We’re pumping 90 million tons of CO2 into the atmosphere every 24 hours that stays in the atmosphere for over a hundred years. This has increased CO2 levels from an 800,000 year average of 280 parts per million to todays 400 parts per million and raised the planetary average temperature by 0.8 degrees Celsius (1. 4 degrees Fahrenheit).
A big disappointment at the COP-20 Climate Summit in Lima Peru was raising the maximum global temperature boundary from the previously agreed upon 2 degree Celsius to 3.5 degrees Celsius to which many scientists strongly object. Most scientists urgently warn that the .8 degrees Celsius that we’ve already reached after burning over 500 million tons of carbon is almost halfway to the previously agreed upon 2 degree limit and look at the rapid increase in global extreme weather events we are already experiencing. Therefore, humanity can only burn another 565 million tons of carbon to get us to the 2 degree level and right now we have 2,795 million tons of carbon in inventory to burn – that’s 5 times more fossil fuel than we can afford to burn and expect to survive. If we burn that much it may drive the planetary temperature as high as 6 degrees Celsius (10.8 degrees Fahrenheit). This is why the Keystone tar sands oil deposits and drill baby drill is a disastrous energy policy.

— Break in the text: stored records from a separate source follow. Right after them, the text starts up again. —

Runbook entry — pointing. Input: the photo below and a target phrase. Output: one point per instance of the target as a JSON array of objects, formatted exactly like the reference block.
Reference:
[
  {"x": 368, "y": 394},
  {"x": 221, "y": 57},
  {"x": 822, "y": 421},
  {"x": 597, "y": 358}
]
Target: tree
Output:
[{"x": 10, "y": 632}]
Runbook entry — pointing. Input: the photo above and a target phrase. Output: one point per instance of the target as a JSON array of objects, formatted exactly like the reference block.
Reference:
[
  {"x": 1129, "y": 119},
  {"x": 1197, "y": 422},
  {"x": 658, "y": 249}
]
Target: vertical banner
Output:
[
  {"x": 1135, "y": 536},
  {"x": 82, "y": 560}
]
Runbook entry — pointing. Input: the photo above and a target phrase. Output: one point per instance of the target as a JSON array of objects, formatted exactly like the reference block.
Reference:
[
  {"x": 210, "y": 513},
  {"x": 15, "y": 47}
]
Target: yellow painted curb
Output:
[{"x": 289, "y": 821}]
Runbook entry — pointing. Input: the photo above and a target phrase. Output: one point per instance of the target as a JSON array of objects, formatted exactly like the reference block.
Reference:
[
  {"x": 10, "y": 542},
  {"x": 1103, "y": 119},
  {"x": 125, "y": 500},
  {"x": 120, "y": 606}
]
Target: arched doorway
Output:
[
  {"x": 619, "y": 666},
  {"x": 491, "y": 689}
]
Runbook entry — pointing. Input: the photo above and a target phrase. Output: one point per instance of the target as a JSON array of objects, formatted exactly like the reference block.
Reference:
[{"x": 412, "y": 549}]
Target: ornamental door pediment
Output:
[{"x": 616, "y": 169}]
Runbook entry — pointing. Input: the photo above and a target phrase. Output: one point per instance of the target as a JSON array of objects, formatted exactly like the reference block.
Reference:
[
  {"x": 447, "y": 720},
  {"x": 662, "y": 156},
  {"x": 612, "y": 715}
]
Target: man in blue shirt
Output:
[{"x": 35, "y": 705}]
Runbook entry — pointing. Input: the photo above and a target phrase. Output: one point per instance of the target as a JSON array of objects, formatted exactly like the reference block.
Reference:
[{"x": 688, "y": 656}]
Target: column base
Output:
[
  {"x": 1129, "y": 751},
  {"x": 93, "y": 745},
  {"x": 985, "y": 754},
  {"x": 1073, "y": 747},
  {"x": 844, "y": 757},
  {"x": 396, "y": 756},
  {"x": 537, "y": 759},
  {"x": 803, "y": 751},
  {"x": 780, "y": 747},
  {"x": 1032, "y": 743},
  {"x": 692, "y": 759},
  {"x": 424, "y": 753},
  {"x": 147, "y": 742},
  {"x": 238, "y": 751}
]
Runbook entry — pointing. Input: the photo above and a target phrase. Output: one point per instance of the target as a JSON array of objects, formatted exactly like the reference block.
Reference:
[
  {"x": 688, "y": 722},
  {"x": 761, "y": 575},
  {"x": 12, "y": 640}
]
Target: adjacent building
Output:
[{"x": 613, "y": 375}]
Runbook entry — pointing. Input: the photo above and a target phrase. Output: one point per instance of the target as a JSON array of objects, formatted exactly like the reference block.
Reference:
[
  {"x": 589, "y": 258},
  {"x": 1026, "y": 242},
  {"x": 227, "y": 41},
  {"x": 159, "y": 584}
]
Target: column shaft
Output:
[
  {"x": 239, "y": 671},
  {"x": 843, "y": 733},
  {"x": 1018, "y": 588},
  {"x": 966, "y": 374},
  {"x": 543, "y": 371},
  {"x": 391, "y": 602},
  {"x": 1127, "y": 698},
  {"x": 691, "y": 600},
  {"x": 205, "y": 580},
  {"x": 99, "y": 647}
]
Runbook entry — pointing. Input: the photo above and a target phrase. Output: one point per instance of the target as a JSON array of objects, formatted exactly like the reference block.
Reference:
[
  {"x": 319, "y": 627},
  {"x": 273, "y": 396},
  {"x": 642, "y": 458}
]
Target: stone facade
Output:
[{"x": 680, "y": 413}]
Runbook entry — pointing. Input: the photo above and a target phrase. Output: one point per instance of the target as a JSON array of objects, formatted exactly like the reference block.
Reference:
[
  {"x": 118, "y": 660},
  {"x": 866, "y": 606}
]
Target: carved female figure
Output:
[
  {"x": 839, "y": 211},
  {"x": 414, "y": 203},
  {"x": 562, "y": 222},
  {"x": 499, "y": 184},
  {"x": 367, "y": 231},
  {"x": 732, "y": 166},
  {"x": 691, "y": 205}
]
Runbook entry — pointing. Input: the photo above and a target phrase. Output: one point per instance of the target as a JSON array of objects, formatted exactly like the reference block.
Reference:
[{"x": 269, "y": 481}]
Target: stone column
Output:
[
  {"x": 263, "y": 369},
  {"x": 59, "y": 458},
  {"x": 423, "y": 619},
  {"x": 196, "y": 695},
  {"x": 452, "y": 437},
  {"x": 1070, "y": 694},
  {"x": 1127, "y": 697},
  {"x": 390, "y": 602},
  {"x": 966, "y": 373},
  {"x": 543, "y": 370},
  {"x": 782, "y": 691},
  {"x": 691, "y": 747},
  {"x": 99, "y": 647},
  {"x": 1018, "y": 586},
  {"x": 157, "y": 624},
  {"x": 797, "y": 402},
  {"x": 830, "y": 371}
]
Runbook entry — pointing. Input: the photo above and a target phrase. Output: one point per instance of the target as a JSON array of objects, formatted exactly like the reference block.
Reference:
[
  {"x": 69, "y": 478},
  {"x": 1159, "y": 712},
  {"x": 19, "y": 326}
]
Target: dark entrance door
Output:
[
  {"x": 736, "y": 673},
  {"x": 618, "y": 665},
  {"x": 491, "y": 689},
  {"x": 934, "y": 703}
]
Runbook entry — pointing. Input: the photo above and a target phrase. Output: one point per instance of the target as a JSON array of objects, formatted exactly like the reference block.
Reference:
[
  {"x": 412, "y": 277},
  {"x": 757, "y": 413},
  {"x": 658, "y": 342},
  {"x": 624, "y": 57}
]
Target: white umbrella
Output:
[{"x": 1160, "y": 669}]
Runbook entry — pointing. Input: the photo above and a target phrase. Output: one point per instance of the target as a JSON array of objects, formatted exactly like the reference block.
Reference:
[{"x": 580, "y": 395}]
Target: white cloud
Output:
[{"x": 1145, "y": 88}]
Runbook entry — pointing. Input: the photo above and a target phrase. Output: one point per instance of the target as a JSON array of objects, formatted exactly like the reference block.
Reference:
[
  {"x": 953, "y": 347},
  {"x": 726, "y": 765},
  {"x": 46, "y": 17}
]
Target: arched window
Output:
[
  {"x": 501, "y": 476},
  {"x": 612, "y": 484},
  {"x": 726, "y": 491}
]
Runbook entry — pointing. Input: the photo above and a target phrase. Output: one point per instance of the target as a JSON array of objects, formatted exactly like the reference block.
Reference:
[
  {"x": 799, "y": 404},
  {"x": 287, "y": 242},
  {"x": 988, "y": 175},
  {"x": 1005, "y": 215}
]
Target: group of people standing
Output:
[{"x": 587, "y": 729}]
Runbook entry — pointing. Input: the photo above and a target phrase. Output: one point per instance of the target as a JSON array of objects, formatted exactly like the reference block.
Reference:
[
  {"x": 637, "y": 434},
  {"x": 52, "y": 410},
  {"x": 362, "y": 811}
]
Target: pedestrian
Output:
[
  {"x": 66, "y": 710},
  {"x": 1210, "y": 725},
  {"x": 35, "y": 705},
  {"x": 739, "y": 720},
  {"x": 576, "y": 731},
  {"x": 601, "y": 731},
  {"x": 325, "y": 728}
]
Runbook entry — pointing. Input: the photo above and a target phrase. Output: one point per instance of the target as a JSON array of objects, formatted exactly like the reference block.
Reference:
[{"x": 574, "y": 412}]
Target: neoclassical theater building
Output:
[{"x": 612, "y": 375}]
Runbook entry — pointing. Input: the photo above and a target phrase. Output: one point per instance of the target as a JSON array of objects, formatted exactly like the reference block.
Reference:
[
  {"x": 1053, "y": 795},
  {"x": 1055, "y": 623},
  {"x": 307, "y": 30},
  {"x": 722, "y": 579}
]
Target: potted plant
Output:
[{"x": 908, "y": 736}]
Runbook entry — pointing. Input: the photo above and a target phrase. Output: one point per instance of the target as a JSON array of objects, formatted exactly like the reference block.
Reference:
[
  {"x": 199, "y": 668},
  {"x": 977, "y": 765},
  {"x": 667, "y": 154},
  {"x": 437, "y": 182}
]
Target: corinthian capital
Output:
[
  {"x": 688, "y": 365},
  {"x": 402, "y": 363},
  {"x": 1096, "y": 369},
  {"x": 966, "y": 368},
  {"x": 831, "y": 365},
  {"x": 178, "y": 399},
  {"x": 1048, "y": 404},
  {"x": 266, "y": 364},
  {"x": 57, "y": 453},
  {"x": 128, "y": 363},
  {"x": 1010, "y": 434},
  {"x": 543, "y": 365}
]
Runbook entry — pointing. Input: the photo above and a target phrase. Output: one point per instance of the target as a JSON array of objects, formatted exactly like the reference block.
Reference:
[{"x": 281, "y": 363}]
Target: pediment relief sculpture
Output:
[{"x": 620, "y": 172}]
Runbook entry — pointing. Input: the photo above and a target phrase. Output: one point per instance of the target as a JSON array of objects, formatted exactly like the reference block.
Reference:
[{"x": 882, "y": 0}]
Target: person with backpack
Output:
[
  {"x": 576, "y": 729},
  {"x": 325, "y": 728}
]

It’s a shame that the COP-20 Lima Accord caved kicking the can further into the future for generations yet to come to struggle with. It is imperative that world leaders, politicians and industry get serious about reducing carbon emissions when they negotiate the climate treaty at the COP – 21 Climate Summit in Paris in 2015. We have to leave carbon in the ground or humans won’t be around and the economy will be a moot point.